En el salón, Quirke tomó la bandeja de manos de Maggie y le dio las gracias y le preguntó qué tal estaba. Las puertaventanas se hallaban abiertas al jardín, donde una luz meditabunda, teñida por los tilos, encharcaba la hierba bajo los árboles de ramas encorvadas. Rose Crawford, con la copa de vino en la mano, estaba en la puerta, vuelta de espaldas a la sala, mirando al exterior. Mal, con un traje gris oscuro, fúnebre, y una corbata de lazo azul oscura, se encontraba con ella. No estaban hablando, nunca habían tenido gran cosa que decirse el uno al otro. Phoebe estaba sentada en un sillón frente a la chimenea vacía,

pasando perezosamente las páginas de un álbum de fotografías encuadernado en cuero. Quirke depositó la bandeja en la gran mesa de caoba, donde había botellas y vasos y cuencos de frutos secos y fuentes con rodajas de pepino y tallos de apio y zanahorias partidas en cuatro. Era el segundo aniversario de la muerte de Sarah.

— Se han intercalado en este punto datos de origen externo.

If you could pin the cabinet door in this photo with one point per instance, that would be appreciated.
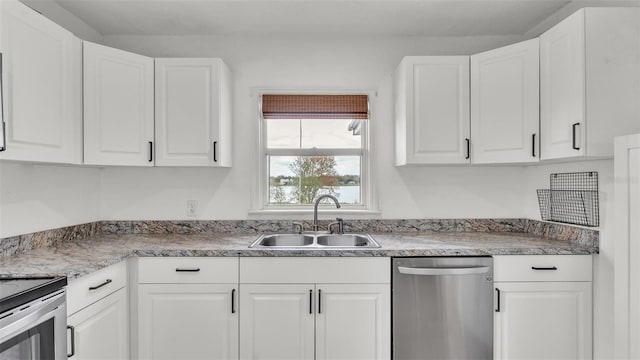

Llevó su vaso de agua con gas al otro extremo de la sala y se sentó en el brazo del sillón que ocupaba Phoebe, a la que miró mientras ella pasaba las páginas del álbum.

– Qué triste -murmuró ella sin levantar los ojos-. Qué rápido pasa todo.

Él no dijo nada. Se había detenido ella en una página que contenía fotografías de Sarah en el día de su boda, fotografías formales, envaradas, que había tomado un profesional. En una aparecía con su vestido blanco, de cola, y su velo de novia, junto a una columna dórica en miniatura, sujetando un ramillete de rosas en la mano y mirando a la cámara con una sonrisa levemente dolorida. A pesar de la evidente falsedad del decorado, el fotógrafo había logrado dar una impresión muy real de antigüedad. Phoebe tenía razón, pensó Quirke, en lo rápido que, desde luego, había pasado todo. Recordó el día en que se tomó aquella fotografía, lo cual fue motivo de asombro, teniendo en cuenta hasta qué profundidades había ahogado sus penas aquel día, al ver desbaratadas definitivamente todas las posibilidades que le pudieran quedar con ella.